第17話

「ねえお兄ちゃん。お兄ちゃんと花火がしたいな」


 賞味期限切れの弁当を食べ終わると、ドリーが言った。

 夕食にはまだ少し早い、午後6時のことだった。


「花火?」


「夏だし、麻衣だって花火したいよ。浴衣も着てみたい」


「また今度でいいだろ?」


「今日したいの。プールだって行きたいし、カラオケとか、ボーリングとか、あっボーリングは別にいいや、プリクラだって撮ってみたいし、麻衣はお兄ちゃんとしてみたいことたくさんあるんだ」


 どうしたのだろう。

 今日のドリーはどこかいつもと違う。

 まるで、妹のようだった。


「今度今度って言ってたら、夏が終わっちゃうよ」


 花火、花火、とせかすドリーをなだめるのには苦労がいりそうだ。


 財布の中には千円札が一枚入っていた。

 浴衣は無理だけど、花火くらいなら買えるだろう。


「そうだね、花火しようか」


「浴衣は?」


「諦めてください」


「じゃじゃーん。そんなことだろうと思って、浴衣はもう作ってあるのです」


 フリルのついたロリータな浴衣を想像して、ぼくは頭を抱えた。

 ドリーは座席のシートの下から、アピタの袋を取り出した。


「嘘です。
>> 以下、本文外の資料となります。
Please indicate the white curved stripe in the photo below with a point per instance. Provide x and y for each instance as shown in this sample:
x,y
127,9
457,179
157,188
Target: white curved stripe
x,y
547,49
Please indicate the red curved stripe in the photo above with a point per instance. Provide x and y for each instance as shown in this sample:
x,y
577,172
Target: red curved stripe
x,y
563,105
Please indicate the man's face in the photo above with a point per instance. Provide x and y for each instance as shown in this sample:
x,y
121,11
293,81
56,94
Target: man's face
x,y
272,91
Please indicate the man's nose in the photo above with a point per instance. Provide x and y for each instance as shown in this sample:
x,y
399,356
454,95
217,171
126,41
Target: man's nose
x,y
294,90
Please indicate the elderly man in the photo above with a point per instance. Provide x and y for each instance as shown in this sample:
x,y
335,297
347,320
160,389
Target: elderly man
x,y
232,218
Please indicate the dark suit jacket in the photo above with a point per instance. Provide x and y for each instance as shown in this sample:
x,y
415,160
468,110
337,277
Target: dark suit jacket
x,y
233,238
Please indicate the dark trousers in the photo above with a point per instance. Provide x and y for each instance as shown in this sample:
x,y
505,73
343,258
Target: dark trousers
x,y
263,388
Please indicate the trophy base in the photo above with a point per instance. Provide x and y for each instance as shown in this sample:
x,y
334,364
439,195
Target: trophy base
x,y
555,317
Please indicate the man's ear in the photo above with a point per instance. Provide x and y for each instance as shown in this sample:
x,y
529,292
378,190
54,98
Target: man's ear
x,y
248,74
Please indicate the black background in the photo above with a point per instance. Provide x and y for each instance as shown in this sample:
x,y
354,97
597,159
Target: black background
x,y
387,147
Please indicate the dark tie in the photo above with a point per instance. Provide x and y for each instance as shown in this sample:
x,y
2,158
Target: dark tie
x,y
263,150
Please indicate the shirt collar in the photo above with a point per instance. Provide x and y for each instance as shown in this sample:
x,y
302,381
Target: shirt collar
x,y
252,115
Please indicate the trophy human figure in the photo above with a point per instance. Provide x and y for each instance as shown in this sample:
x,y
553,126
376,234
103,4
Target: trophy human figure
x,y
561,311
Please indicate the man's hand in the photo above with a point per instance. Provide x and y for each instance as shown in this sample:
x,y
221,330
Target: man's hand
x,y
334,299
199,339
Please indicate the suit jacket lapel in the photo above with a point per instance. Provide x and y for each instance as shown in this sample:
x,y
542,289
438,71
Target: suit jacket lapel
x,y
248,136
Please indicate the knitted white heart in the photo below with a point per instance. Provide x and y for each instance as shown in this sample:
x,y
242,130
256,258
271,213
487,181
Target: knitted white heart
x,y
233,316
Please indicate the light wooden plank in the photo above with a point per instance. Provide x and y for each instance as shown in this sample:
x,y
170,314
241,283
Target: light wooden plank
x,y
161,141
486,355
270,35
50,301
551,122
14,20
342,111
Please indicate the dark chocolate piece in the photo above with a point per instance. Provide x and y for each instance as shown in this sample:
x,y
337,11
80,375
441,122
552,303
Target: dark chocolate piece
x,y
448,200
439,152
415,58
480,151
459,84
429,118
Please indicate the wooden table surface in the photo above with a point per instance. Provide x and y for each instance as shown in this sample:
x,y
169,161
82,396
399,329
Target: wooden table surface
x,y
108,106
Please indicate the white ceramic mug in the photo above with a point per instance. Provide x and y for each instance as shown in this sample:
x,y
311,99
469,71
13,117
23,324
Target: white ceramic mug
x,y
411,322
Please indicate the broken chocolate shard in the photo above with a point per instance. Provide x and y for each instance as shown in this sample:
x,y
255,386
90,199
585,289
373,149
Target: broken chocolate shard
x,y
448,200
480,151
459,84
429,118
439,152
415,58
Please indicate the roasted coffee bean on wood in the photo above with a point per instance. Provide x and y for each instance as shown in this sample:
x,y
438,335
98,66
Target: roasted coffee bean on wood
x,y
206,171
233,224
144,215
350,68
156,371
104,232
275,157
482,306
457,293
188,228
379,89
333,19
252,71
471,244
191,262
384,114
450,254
麻衣ちゃんの通帳からお金を拝借してきました」


 袋から、白地にピンクの花が咲いた浴衣を取り出す。


「これ、いくらしたの?」


 ドリーは服を脱いで、袖を通しながら、


「え? 3万だけど?」


 着替え終わると、当たり前のようにそう言った。


 浴衣姿のドリーはかわいかった。


「お兄ちゃんの甚平もあるよ」


 手渡されたアピタの袋を逆さにすると、紺色の甚平が床にどさりと落ちた。


「これは、いくら?」


「千円」


「えっと、その浴衣はいくらだったっけ?」


「え? 3万だけど?」


 やっぱり当たり前のようにそう言った。


 浴衣と甚平に着替え終わると、ぼくたちは、先ほど弁当をあさったばかりのコンビニへと向かった。


 ドリーは浴衣がよく似合った

 ぼくはまるで時代劇に出てくる小僧のようだった。


「ロケット花火がついてるのがいい」


 ドリーに言われるまま、一番高い花火を買い(もちろん財布の中のお金では足りず、妹の通帳から下ろしたお金で支払った)、火の用心のためのバケツも買った。ジャンプを買い忘れていたことを思いだして、立ち読みの跡があまり残っていないものを吟味している間に、買い物かごの中にはお菓子やジュースが次々と放り込まれていた。


 今日だけだぞ、という約束で、会計を済ませる。


「うん、今日だけでいいの」


 店を出ると、ドリーが腕を絡ませてきた。


「どうかしたの? 今日、ちょっと変だよ?」


「え? ううん、なんでもない」


 笑顔をふりまいてはいるけれど、その笑顔はどこか寂しそうで、絡ませた腕が離れたらどこかへ行ってしまうような気がした。


 たてこもり事件の家の方角が、少し騒がしかった。




 たてこもり事件に何か進展があったらしい、ということは、渦中の家に向かって歩いていく途中で気づいた。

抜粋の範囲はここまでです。